Introduction/Background Immunohistochemistry (IHC) is essential for correctly diagnosing and histotyping epithelial ovarian cancer. Key markers for origin determination include CDX2, cytokeratin 7, cytokeratin 20, GATA3, and PAX8, while oestrogen receptor (ER), Napsin A, p16, p53, progesterone receptor (PR), and Wilms’ Tumour 1 (WT1) are essential for histotyping. We examined the use of these markers in diagnosing and histotyping epithelial ovarian cancer in the Netherlands.
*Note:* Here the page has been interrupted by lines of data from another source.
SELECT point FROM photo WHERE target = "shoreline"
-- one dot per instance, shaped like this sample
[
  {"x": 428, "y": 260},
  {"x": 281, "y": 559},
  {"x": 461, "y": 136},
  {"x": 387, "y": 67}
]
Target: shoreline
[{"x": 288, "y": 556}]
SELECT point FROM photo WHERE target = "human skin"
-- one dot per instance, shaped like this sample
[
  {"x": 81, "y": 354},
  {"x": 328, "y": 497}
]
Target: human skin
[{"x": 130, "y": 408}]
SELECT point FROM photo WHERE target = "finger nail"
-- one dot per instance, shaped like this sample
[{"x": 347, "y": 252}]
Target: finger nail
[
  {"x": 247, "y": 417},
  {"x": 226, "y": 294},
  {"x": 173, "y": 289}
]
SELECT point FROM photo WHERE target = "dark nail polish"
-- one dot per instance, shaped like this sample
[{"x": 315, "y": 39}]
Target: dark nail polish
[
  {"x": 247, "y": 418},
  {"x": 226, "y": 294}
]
Methodology In this retrospective cohort study, clinical and pathological data from all patients diagnosed with ovarian cancer in 2018 in the Netherlands were retrieved from the Netherlands Cancer Registry and the Dutch nationwide pathology databank, respectively. Information about immunohistochemistry was extracted from the microscopy section of the pathology reports.

Results IHC was conducted in 94.3% (n=1,020) of the 1,082 cases. In clear cell (CCC) and mucinous (MC) carcinoma, IHC was omitted most frequently (17.9% and 10.1%, respectively). Approximately 25% of CCC, MC, endometrioid (EC), and low-grade serous (LGSC) carcinomas lacked origin-determining IHC. The key markers p53 and WT1 were concurrently assessed in 81.6% of high-grade serous carcinoma (HGSC) and 72.1% of LGSC cases. The key markers WT1, and ER or PR, were used in 70% of EC and 34.3% of MC cases. In CCC, Napsin A was analysed in 39.2% of cases, but when absent, WT1 and ER or PR were assessed in 35.4%.

Conclusion The high number of tumours in which key markers were omitted, and the presence of cases in which no IHC was conducted, underscore the urgency for standardised histotype-specific IHC sets. We propose assessment of at least WT1 and p53 for HGSC and LGSC, WT1 and PR for EC and MC, and Napsin A for CCC, aiming for diagnostic precision and consistency in epithelial ovarian cancer histotyping.

Disclosures The authors have no disclosures to declare that are relevant to the content of this study.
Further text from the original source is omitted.